On native targets (`#[cfg(not(target_arch = "wasm32"))]`), the trait requires `Send + Sync` bounds so the async runtime can move the engine across threads. On WebAssembly, the trait retains `Send + Sync` requirements, but the returned future does not need to be `Send` because the runtime is single-threaded.

The complete trait definition requires implementing two methods:

```rust
// src/ocr/mod.rs
pub trait OcrEngine: Send + Sync {
    fn name(&self) -> &str;
    
    fn recognize<'a, 'b: 'a, 'c: 'a>(
        &'a self,
        image_data: &'c [u8],
        width: u32,
        height: u32,
        options: &'b OcrOptions,
    ) -> Pin<
        Box<
            dyn Future<
                Output = Result<Vec<OcrResult>, Box<dyn std::error::Error + Send + Sync>>
            > + Send + '_,
        >,
    >;
}

```

The `recognize()` method receives raw image bytes (typically PNG), dimensions, and `OcrOptions`, returning a future that resolves to a vector of `OcrResult` structs containing text, bounding boxes, and confidence scores.

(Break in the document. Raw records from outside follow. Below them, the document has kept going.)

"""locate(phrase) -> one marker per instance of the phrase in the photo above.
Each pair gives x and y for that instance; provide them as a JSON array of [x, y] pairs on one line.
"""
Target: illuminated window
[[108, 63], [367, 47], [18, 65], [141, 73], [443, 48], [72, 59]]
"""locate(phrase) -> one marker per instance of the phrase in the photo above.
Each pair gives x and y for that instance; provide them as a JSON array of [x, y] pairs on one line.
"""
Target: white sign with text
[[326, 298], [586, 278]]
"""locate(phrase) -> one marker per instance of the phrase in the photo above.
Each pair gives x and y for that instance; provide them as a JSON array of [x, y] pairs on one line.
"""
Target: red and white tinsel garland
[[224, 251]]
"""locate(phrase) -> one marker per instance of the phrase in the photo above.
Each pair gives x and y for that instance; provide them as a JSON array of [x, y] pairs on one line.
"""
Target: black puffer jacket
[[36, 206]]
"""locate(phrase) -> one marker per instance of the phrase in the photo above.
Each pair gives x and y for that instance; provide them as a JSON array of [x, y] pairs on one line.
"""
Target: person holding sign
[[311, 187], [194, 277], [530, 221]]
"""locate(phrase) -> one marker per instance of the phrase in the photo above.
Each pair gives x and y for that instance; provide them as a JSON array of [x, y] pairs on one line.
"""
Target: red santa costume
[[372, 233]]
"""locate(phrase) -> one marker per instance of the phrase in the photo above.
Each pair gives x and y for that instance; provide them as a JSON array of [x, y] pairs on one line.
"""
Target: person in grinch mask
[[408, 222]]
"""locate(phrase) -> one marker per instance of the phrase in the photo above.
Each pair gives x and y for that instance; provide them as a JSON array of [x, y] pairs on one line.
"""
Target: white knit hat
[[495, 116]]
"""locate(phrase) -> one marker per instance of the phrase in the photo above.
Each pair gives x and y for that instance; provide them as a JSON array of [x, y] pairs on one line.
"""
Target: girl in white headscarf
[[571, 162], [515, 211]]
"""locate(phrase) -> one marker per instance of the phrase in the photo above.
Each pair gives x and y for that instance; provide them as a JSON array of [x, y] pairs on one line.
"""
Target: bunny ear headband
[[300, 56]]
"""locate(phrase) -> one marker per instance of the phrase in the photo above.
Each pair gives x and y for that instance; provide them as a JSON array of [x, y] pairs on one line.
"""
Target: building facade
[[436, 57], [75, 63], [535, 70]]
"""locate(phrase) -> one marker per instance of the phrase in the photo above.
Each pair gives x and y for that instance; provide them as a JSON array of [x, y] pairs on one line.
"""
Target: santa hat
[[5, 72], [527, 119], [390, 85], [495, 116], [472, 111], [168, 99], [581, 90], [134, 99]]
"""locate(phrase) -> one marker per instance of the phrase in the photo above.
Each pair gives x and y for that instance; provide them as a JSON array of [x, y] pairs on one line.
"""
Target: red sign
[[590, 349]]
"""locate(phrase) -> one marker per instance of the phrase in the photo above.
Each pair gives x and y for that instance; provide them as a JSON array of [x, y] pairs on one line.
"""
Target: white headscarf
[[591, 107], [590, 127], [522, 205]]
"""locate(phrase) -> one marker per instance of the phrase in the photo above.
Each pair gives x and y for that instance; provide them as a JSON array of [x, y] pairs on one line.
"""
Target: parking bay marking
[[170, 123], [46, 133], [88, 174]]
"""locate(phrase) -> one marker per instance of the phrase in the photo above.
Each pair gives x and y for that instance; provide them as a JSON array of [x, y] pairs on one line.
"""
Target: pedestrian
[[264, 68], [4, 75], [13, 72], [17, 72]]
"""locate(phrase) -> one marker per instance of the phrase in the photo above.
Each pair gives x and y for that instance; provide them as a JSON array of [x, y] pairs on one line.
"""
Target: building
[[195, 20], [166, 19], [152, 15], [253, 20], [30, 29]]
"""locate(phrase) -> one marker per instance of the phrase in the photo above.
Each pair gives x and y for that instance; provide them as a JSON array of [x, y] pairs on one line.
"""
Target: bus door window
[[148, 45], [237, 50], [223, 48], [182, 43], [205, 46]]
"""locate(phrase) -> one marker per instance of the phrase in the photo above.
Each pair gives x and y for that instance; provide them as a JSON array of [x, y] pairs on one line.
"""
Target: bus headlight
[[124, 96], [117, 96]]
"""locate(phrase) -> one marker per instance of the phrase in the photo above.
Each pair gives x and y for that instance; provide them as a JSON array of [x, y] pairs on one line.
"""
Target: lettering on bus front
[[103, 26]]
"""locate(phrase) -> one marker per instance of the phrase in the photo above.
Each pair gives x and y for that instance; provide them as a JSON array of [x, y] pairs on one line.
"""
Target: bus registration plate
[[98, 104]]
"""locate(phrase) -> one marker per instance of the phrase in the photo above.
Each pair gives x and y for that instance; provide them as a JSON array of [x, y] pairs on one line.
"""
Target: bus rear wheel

## Step-by-Step Implementation Guide

Follow these steps to create a custom OCR engine compatible with LiteParse's parser.

### 1. Create a New Module

Create a Rust file inside `crates/liteparse/src/ocr/` (e.g., [`my_ocr.rs`](https://github.com/run-llama/liteparse/blob/main/my_ocr.rs)) to house your implementation. Add the module declaration to [`crates/liteparse/src/ocr/mod.rs`](https://github.com/run-llama/liteparse/blob/main/crates/liteparse/src/ocr/mod.rs).

### 2. Define Your Engine Struct

Define a struct that holds any required state, such as API clients, authentication tokens, or model handles. Ensure the struct implements `Send + Sync` for thread safety on native platforms.

### 3. Implement the OcrEngine Trait

Provide implementations for both required methods:

- **`name()`**: Return a static string identifier for debugging and logging purposes.
- **`recognize()`**: Return a pinned boxed future containing the OCR logic. The future must resolve to `Result<Vec<OcrResult>, Box<dyn std::error::Error + Send + Sync>>`.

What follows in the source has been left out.